The May 9 is a workshop for adults called “Words Create Worlds: Using Art For Social Change,” which offers an exploration of how writing, poetry, and language can be used to help repair the world. Using spoken word poetry and storytelling as a tool, this workshop will celebrate our passions and cultivate a deep understanding of how to most effectively and meaningful share that with our communities and the world.
“Our opportunity to have this engaging and arresting performer as an artist-in-residence is exciting for our entire community,” said Robyn Awend, JCC Twin Cities Director of Cultural Arts. “Her ability to work across different mediums – from performance to workshops, and across different audiences – from kids to adults is so exciting. Her work is called transformative.”
Rothstein said that she works closely with the community she’s visiting to determine the best type of program to put together.

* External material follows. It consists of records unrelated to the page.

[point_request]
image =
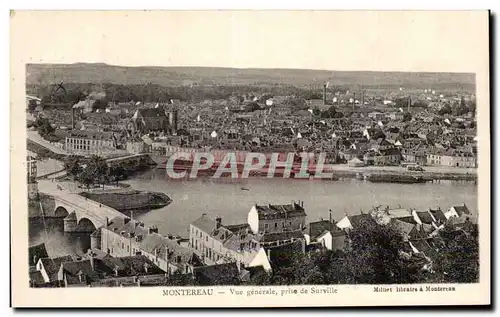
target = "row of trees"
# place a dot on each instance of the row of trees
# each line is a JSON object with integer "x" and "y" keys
{"x": 374, "y": 258}
{"x": 96, "y": 171}
{"x": 73, "y": 93}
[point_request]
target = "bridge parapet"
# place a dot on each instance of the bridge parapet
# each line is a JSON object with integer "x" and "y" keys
{"x": 84, "y": 208}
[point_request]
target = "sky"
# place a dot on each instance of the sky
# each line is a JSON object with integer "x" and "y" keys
{"x": 331, "y": 40}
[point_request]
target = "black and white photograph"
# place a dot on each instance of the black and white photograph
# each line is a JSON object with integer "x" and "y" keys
{"x": 158, "y": 173}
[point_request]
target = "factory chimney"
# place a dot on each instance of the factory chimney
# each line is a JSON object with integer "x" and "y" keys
{"x": 324, "y": 93}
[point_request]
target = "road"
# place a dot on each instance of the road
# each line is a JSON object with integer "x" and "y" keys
{"x": 428, "y": 169}
{"x": 35, "y": 137}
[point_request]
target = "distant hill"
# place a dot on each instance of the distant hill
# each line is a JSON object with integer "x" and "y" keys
{"x": 180, "y": 76}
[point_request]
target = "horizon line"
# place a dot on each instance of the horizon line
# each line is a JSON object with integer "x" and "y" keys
{"x": 255, "y": 68}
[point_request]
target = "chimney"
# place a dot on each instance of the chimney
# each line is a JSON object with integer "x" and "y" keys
{"x": 92, "y": 261}
{"x": 324, "y": 93}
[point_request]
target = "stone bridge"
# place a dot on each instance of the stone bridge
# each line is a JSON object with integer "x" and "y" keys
{"x": 82, "y": 214}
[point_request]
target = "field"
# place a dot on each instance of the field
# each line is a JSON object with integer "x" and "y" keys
{"x": 47, "y": 74}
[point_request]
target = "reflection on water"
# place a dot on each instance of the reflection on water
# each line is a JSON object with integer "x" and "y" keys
{"x": 225, "y": 198}
{"x": 58, "y": 243}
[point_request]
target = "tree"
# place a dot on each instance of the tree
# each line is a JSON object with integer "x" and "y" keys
{"x": 43, "y": 127}
{"x": 446, "y": 109}
{"x": 458, "y": 260}
{"x": 117, "y": 173}
{"x": 406, "y": 116}
{"x": 98, "y": 170}
{"x": 86, "y": 178}
{"x": 373, "y": 256}
{"x": 73, "y": 166}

“I work in collaboration with the camp or school to put together programming and it becomes a back and forth about what works best” she said. “In putting on my educator/facilitator hat, I look at how much time I have with someone. You can have self-discovery and awareness in an hour long or two or long workshop. It’s about what’s the goal and who’s the audience.”
Doing her poetry performances, Rothstein said she puts her set list together the same way a musician or comedian would, and always is mindful of the wide range of ages in the room.
“I recently described a set list as “set list Tetris,” she said. “I think the challenge is wanting to provide some kind of experience and catharsis and unique moment for the audience, and I’m really enjoying the challenge of being malleable. But the most important thing is when a community gives me permission, it makes it easier to put a set list together so it feels like a conversation.”
Rothstein said she doesn’t necessarily write intending for a poem to be performed or published. She said about a quarter of what she has written has been shared in a public forum.
“The only person that it matters you share with is yourself. You matter first,” she said. “I have a lot of fun and laugh a lot. People make assumptions that I’m really serious or intense, and plenty of my work can be. But at heart, I’m an optimist. I have a robust sense of humor. It’s important to me that workshops and performances are fun, that we are breathing and laughing together in addition to feeling big things.”
Tickets for Caroline Rothstein’s workshops and performance are available online.